ENEM 2015 - A persistência da violência contra a mulher na sociedade brasileira

Enviada em 02/01/2021

Durante a Alta Idade Média, muitas mulheres sofreram atos de crueldade perante, em grande parte, à Igreja Católica. Em resumo, essas mulheres eram aquelas que evitavam seguir valores morais, dos quais eram impostos pelas igrejas. No entanto, essa cultura misógina já existia muito antes da Idade Média. Por exemplo, na Grécia Antiga, em Atenas, as mulheres não tinham direitos políticos e essa condição também era dada para escravos e estrangeiros, ou seja, eram bem discriminadas. Em síntese, essa misoginia, que é proveniente de um machismo estrutural, é algo recorrente na sociedade (como num todo) há séculos e deve ser combatida, principalmente no Brasil.

Em primeiro lugar, vale ressaltar alguns exemplo. No caso, o Brasil, segundos órgãos especializados em informações sobre femínicidio, é um dos países que mais assassina mulheres no geral. Ainda sobre esses dados, os motivos desses abusos e dessas agressões são oriundos dessa cultura discriminatória contra as mulheres, tais como: sensação de domínio sobre as mulheres, a recusa sobre términos de relacionamentos ou até mesmo ações/comportamentos mais simples das mulheres como usar uma roupa que o marido/namorado não goste e etc. Diante desse cenário, o Brasil (e vários outros países também) precisa passar urgentemente por uma reeducação em relação a atos comportamentais para que, assim, esses tipos de violência sejam, no mínimo, minimizado.

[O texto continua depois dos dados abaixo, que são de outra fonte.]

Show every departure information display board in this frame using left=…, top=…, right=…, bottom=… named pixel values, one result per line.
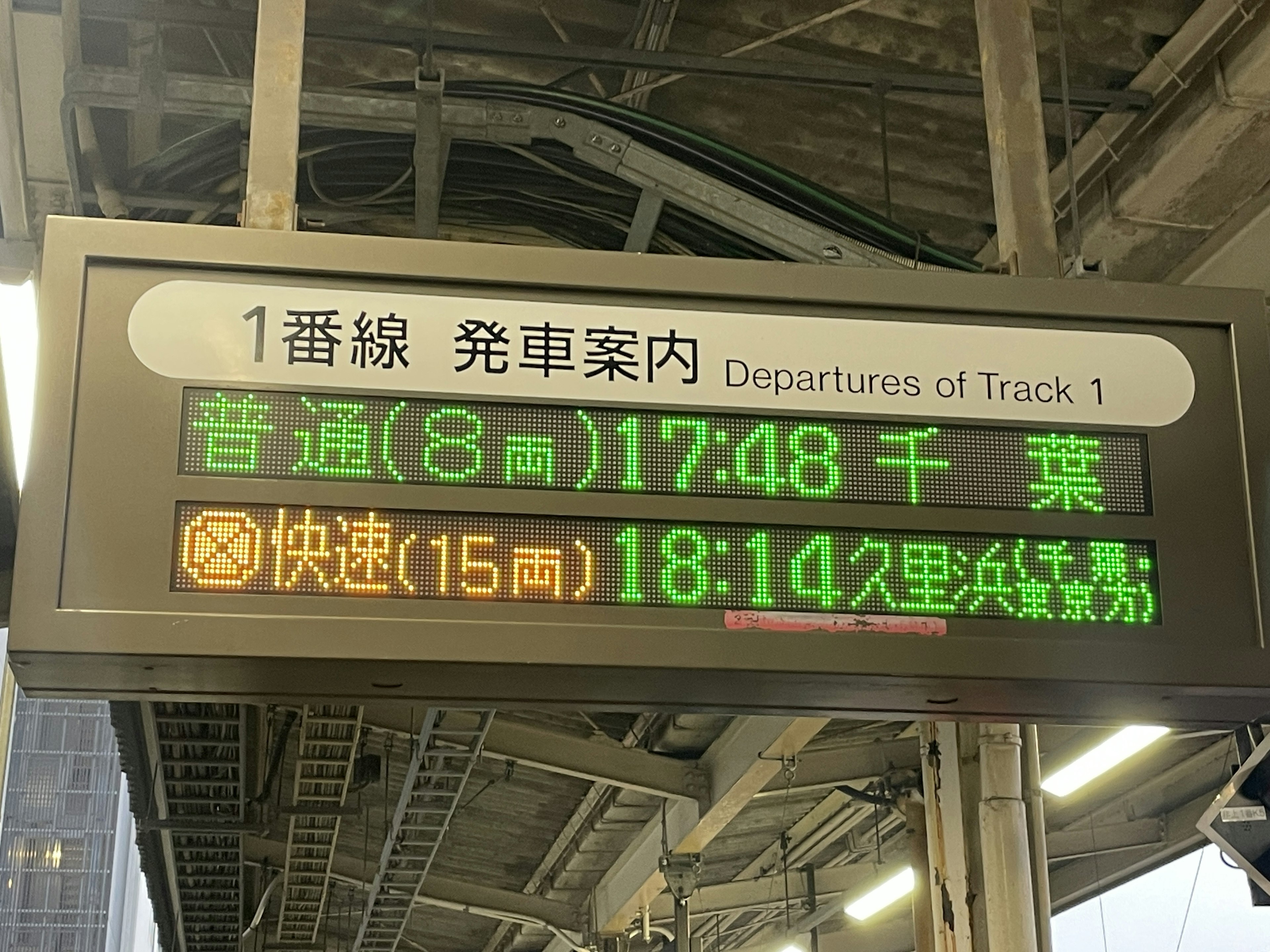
left=17, top=216, right=1270, bottom=724
left=171, top=503, right=1160, bottom=624
left=180, top=387, right=1151, bottom=515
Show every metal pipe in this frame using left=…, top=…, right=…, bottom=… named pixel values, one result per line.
left=61, top=0, right=128, bottom=218
left=242, top=869, right=282, bottom=939
left=0, top=0, right=30, bottom=240
left=674, top=897, right=692, bottom=952
left=242, top=0, right=305, bottom=231
left=1022, top=724, right=1053, bottom=952
left=979, top=724, right=1037, bottom=952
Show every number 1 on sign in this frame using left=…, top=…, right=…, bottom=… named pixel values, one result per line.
left=242, top=305, right=264, bottom=363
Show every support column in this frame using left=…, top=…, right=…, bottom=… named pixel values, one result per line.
left=913, top=721, right=973, bottom=952
left=242, top=0, right=305, bottom=231
left=974, top=0, right=1060, bottom=278
left=974, top=0, right=1062, bottom=952
left=1024, top=724, right=1053, bottom=952
left=904, top=793, right=935, bottom=952
left=979, top=724, right=1036, bottom=952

Entretanto, há um outro aspecto que deve ser mencionado também, o medo das possíveis futuras vítimas de agirem contra essa categoria de genocídio. Pensando nisso, é sabido que muitas mulheres se sentem tão ameaçadas que acaba acarretando num medo, que permite elas viverem numa relação ou situação infeliz. Inclusive, esse tipo de agressão e outros podem gerar consequências na sanidade mental dessas mulheres, como depressão, ansiedade e crise de pânico, isso é, dependendo do caso e da gravidade. Então, essas mulheres, infelizmente, também precisam ser educadas para que consigam saber o que fazer nessas situações de medo.

Portanto, medidas são necessárias para que a violência, não apenas física, contra a mulher seja minimizada. Com isso, o governo, por meio do Ministério da Mulher, da Família e dos Direitos Humanos (MDH) juntamente com o Ministério da Justiça e Segurança Pública, deve fornecer uma melhor capacitação para profissionais da segurança, como delegados e juízes para que esses tomem as melhores providências em casos ligados à violência contra as mulheres. Além disso, o MDH juntamente com o Ministério da Educação e o Ministério das Comunicações devem fornecer acesso à informação para essas mulheres, que são vítimas em potencial, isso é, fornecendo informações necessárias para que elas consigam denunciar ainda mais suas respectivas situações de abusos.